Es gibt bessere, aber auch schlechte Genre-Kollegen
Wertung: 6/10
Genre: Deutschrock/Punkrock
Spielzeit: 31:46
Release: 14.12.2011
Label: Kolwalsky Records/7Music

Eine Band, die ihren Stil als "LariFari Arschlochpop - Musik von Arschlöchern für Arschlöcher" bezeichnet, hat bei der Schreiberin dieser Zeilen schon einmal von Vornerein einen riesen Stein im Brett. Im Einzelnen handelt es sich um die Komponenten Deutschrock und Punkrock, eine immer wieder beliebte und bierselige Mischung, die ab einem gewissen Pegel auf den Konzerten genauso gut ankommt wie im Bierzelt ums Eck. Das dürfte den Herren von Noteingang (wieso denkt man da automatisch an irgendwelche rektalen Geschichten?!) aber herzlich egal sein, solange die Leute beim Hören Spaß haben. Nach ihrem 2008er Debüt "...und keiner kann's verstehen" und der Live-EP "Dilletantenstadl" musste nun einmal wieder ein Nachfolger präsentiert werden: Erstmals in Viererbesetzung wurde also "Gegen die Zeit" eingespielt und Ende des Jahres 2011 auf die Punkrocker dieser Welt losgelassen.

Zwölf Songs haben die Herren aus Alzenau ausgepackt, einige davon kratzen hart an der Grenze zum Prolltum, andere, wie beispielsweise das geile "Der Soundtrack unserer Liebe" lassen sich ohne Weiteres auf Dauerschleife hören.

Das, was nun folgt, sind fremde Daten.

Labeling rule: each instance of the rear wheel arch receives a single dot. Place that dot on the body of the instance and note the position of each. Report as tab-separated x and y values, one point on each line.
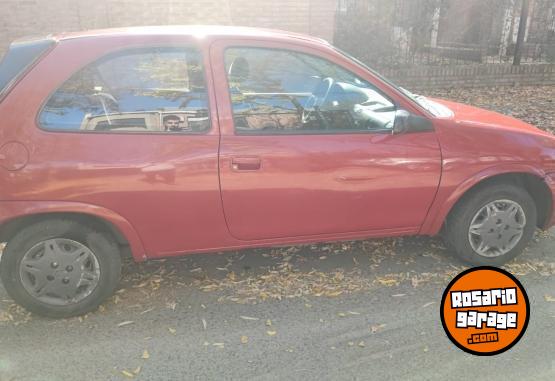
11	227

Allein der Text, in dem der Protagonist seiner Freundin romantische Tage beschert, inklusive Spaziergängen, nur um sie danach flachlegen zu können, dürfte einigen bekannt vorkommen. Das gerade einmal 35 Sekunden lange "Was ich dir noch sagen wollte" spricht dann allen aus der Seele, die gerade das Ende einer Beziehung hinter sich haben. Allein für den Satz "Dass dies kein Liebeslied mehr wird ist mir mittlerweile klar/Ich würd dir viel lieber sagen wie beschissen's mit dir war" könnte man aufspringen und in laute Begeisterungsstürme ausbrechen.

Solche Stücke stehen im krassen Gegensatz zu unnötigen Ergüssen wie in "100 Jahre alt": "Ihr geht jetzt malochen und ich bin immer noch blau" strotzt nicht gerade vor kulturell wertvollem Inhalt und macht nicht einmal besonders viel Spaß, aber es mag durchaus (leider) Menschen geben, die sich mit diesen Zeilen identifizieren können. Glücklicherweise halten sich solche Aussetzer aber in Grenzen, dafür gibt es gute Songs wie die Motivationshymne "Die kleine Welt" oder das ruhige, aber zum Glück erstaunlich unkitschige "Zu lange hier". 

Gegen Ende hinterlässt "Gegen die Zeit" ein zwiegespaltenes Gefühl. Einerseits gibt es hier wirklich gute Songs, auch wenn weder die Singstimmen noch die Instrumente extrem hervorstechen, aber immerhin gibt es hier auch kein unangenehmes Gejammer oder Proll-Geröhre. Songs wie "Anders als der Rest" und "100 Jahre alt" sind dann zumindest inhaltlich eher am unteren Ende der Bewertungsskala anzusiedeln - trotzdem, für soliden Arschlochpop gibt es letztendlich noch sechs Punkte.